Hombres y mujeres en la alta dirección perciben entornos laborales distintos

Hombres y mujeres en la alta dirección perciben entornos laborales distintos

La lucha por la equidad de género en los entornos corporativos continúa siendo un desafío significativo. Un estudio reciente ha analizado la evolución de las percepciones sobre las mujeres en roles ejecutivos en Estados Unidos, revelando que, a pesar de ciertos avances en las últimas seis décadas, persisten brechas significativas en cómo hombres y mujeres evalúan oportunidades y estándares en el lugar de trabajo.

Desde 1965, la investigación se ha llevado a cabo cada veinte años, y esta última edición ha encuestado a 193 altos ejecutivos. Si bien las actitudes en torno a la presencia femenina en las cúpulas empresariales han mejorado desde la primera encuesta, los últimos resultados muestran que la percepción de las oportunidades para las mujeres sigue siendo alarmantemente desfavorable.
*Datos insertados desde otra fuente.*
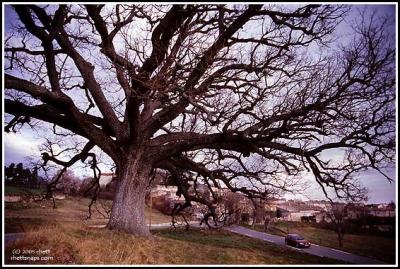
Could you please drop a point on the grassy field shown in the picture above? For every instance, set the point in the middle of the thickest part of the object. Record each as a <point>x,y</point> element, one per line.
<point>22,217</point>
<point>66,238</point>
<point>9,190</point>
<point>378,247</point>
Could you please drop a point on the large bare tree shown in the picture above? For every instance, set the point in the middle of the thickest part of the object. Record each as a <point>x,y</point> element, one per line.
<point>246,97</point>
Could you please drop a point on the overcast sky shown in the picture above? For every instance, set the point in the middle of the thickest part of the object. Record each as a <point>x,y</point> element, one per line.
<point>16,147</point>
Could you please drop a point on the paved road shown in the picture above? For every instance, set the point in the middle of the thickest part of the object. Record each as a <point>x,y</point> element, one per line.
<point>314,249</point>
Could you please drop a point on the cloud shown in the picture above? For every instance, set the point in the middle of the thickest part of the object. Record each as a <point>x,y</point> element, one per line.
<point>18,146</point>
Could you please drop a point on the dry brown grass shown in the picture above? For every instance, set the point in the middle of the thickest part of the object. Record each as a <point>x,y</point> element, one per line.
<point>71,241</point>
<point>77,244</point>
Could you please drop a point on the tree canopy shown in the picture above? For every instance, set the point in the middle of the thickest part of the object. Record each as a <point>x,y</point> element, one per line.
<point>244,97</point>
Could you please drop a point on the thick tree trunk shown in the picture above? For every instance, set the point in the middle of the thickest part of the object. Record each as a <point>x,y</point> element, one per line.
<point>127,213</point>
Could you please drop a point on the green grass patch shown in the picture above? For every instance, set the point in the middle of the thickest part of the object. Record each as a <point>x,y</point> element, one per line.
<point>14,190</point>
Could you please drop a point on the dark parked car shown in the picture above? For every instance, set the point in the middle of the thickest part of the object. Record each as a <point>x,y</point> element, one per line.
<point>297,241</point>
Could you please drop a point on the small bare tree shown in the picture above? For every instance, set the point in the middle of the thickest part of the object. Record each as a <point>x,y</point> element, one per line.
<point>337,216</point>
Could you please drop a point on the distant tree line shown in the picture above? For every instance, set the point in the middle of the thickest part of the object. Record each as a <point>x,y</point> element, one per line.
<point>17,175</point>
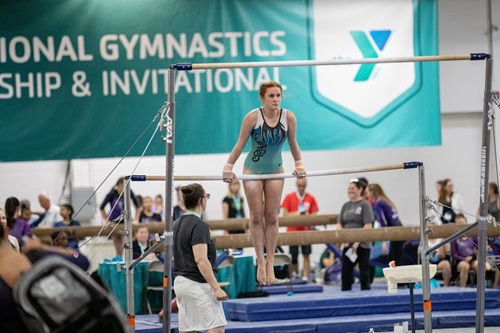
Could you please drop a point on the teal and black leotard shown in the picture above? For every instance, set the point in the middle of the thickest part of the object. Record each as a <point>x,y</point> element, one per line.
<point>265,154</point>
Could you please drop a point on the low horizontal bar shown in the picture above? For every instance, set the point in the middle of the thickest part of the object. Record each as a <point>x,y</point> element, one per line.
<point>290,63</point>
<point>292,238</point>
<point>407,165</point>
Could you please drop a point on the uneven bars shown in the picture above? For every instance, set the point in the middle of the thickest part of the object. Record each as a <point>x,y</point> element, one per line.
<point>289,63</point>
<point>406,165</point>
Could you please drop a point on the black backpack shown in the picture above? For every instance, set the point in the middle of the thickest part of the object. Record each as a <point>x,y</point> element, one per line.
<point>57,296</point>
Por ejemplo, el 90% de las mujeres encuestadas creen que son juzgadas más críticamente en comparación con solo el 35% de los hombres que comparten este sentimiento.

Desigualdad en la percepción de éxito

Otro hallazgo notable es que el 83% de las mujeres considera que para tener éxito deben ser “más excepcionales” que sus colegas masculinos, frente al 28% de los hombres que piensan igual. Este cambio en la percepción representa un aumento considerable respecto a 2006, donde el 68% de las mujeres y el 32% de los hombres compartían esta idea. Este fenómeno ha sido atribuido al «sesgo de demostrarlo de nuevo», que implica que las mujeres y las personas de color necesitan mostrar pruebas más concretas de su competencia para ser vistas como igualmente capaces.

Además, el 37% de las mujeres encuestadas cree que los criterios para promociones son equitativos entre géneros, mientras que el 70% de los hombres sostiene lo mismo. La percepción de que su empresa opera como una meritocracia también varía notablemente: solo el 40% de las mujeres lo cree, en comparación con el 76% de los hombres. Este desajuste en la percepción sugiere que aún existen barreras para el progreso profesional de las mujeres en el ámbito empresarial.

Doble estándar en la promoción

El estudio también confirma un doble estándar en las promociones. Mientras que los hombres son promovidos a roles senior basándose en el potencial de su desempeño futuro, las mujeres se ven obligadas a demostrar un historial impecable. Esta diferencia plantea serias preguntas sobre la equidad en los procedimientos de evaluación y promoción dentro de las organizaciones. Mientras los hombres argumentan que las responsabilidades familiares afectan la flexibilidad necesaria para estos roles, las mujeres apuntan que estas suposiciones se aplican de manera anticipada y sin consideraciones contextuales.

Aunque se han observado mejoras desde la primera encuesta de 1965, la ampliación de la brecha de percepción aproximada en las últimas décadas es inquietante. La creciente polarización política y el retroceso en iniciativas de diversidad, equidad e inclusión (DEI) han exacerbado esta situación. Informes como el de Lean In y McKinsey sobre la representación femenina en el lugar de trabajo indican que las mujeres son patrocinadas menos frecuentemente que los hombres, y, aun cuando cuentan con un respaldo, son promovidas con menor frecuencia. A día de hoy, solo el 29% de los roles C-suite son ocupados por mujeres, quienes, además, enfrentan mayores niveles de agotamiento y un camino más arduo hacia posiciones de liderazgo.